3.5.11 Refresh Request

To refresh the time-to-live attribute of any dynamic object stored in the ILS directory, an LDAP search operation is performed with sttl attribute as part of the LDAP filter. The full operation requires the following LDAP operations:

• LDAP Bind

• LDAP Search

• LDAP Unbind

The refresh request MUST be initiated by making an LDAP Bind Request to an ILS Server. If LDAP v2 is offered, only simple authentication can be used.<28> This is the normally the case when users are located on the Internet. Once a successful Bind has been made (LDAP Bind Response, resultCode == 0), it MUST be followed by an LDAP Search operation [RFC2251]. The search operation identifies the object whose sttl/entryTTL value needs to be refreshed.

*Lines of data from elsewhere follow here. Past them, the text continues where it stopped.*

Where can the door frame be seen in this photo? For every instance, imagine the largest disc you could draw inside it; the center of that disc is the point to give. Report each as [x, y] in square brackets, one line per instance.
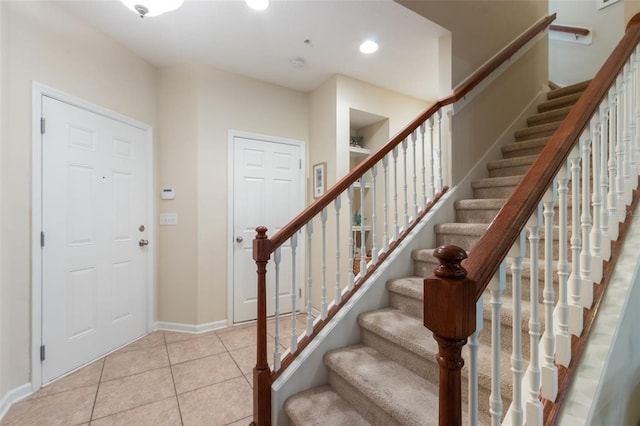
[38, 92]
[230, 243]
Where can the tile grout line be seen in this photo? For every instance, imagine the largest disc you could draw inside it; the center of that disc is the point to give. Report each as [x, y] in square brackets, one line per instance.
[173, 380]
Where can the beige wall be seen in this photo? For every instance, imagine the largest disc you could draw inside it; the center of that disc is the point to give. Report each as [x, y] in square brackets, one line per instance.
[43, 43]
[198, 106]
[496, 23]
[572, 62]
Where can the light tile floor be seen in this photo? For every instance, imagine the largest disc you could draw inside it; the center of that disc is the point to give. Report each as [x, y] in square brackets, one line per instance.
[164, 378]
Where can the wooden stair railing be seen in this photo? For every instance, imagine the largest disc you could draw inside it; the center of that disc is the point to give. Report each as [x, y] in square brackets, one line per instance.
[264, 246]
[450, 321]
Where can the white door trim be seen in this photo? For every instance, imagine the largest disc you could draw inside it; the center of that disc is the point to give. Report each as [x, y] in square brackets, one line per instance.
[230, 172]
[38, 91]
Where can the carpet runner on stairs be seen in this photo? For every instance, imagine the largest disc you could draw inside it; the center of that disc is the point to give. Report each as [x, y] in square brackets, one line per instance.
[391, 377]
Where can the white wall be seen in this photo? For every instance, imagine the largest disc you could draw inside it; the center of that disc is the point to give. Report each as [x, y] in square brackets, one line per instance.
[198, 106]
[572, 62]
[41, 42]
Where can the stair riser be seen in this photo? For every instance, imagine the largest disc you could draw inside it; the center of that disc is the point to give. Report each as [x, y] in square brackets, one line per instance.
[494, 192]
[408, 305]
[510, 171]
[526, 136]
[522, 152]
[368, 409]
[476, 216]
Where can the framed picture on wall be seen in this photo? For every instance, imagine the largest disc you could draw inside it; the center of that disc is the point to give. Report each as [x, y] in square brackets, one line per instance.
[605, 3]
[319, 179]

To refresh the rtPerson object "mailto:cn= egruber@contoso.com" and set the time to live to 10 minutes, the search request would be as follows:

 SearchRequest: BaseDN: objectClass=rtPerson, SearchScope: base Object
 LDAPFilter Filter: (&(objectClass=rtPerson)(mailto:cn= egruber@contoso.com)(sttl=10))

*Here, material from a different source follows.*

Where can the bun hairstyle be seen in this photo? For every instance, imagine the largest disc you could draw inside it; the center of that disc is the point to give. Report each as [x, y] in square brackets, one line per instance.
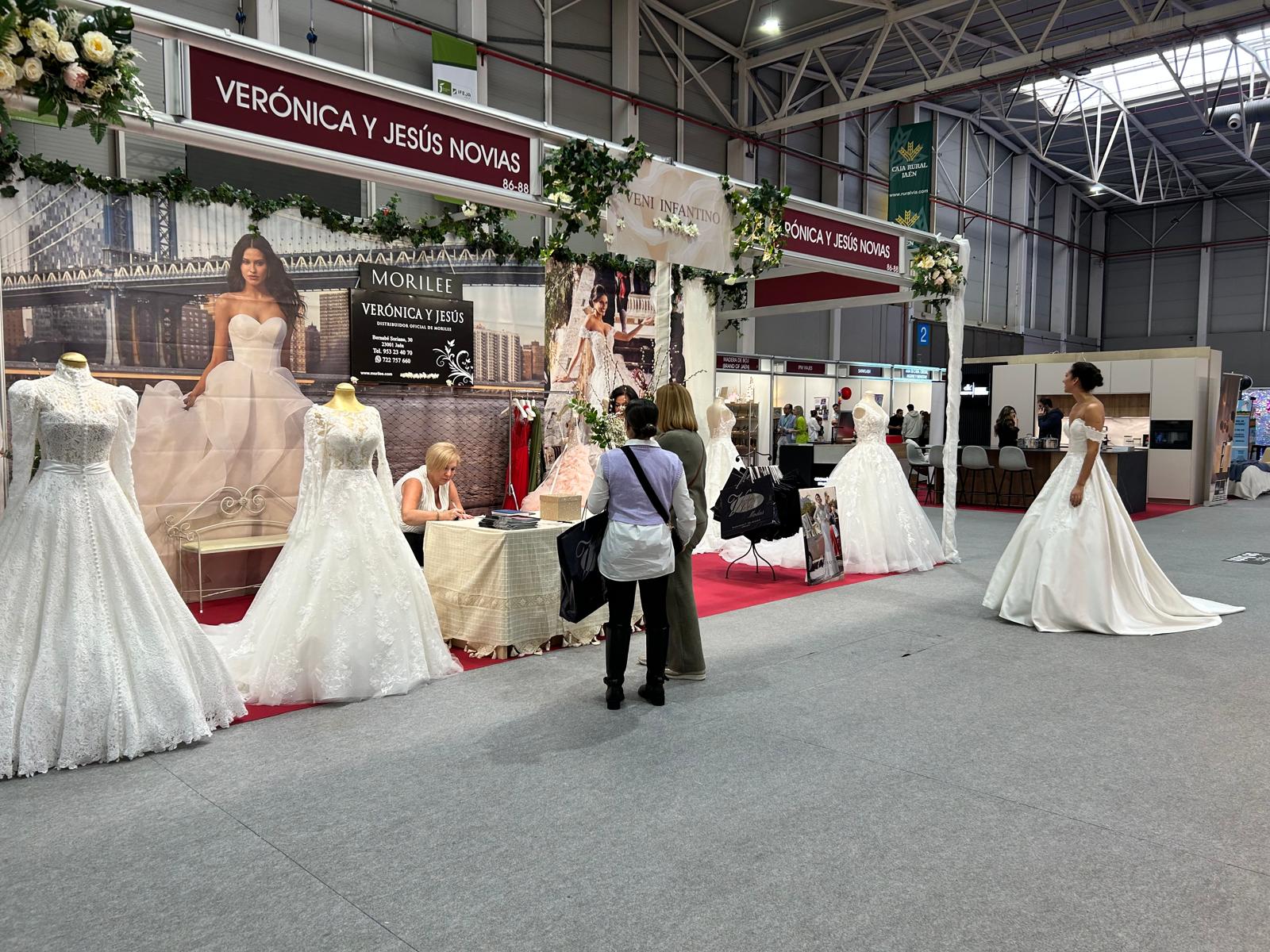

The server will respond with two LDAP PDUs: Search Result Entry and returning the matched object followed by Search Result Done. The refresh is completed by performing an Unbind.

Note A standard LDAP modify operation on the dynamicObject attribute entryTTL can also be performed to reset the time to live. The value for sttl is given in minutes; the value for entryTTL is given in seconds.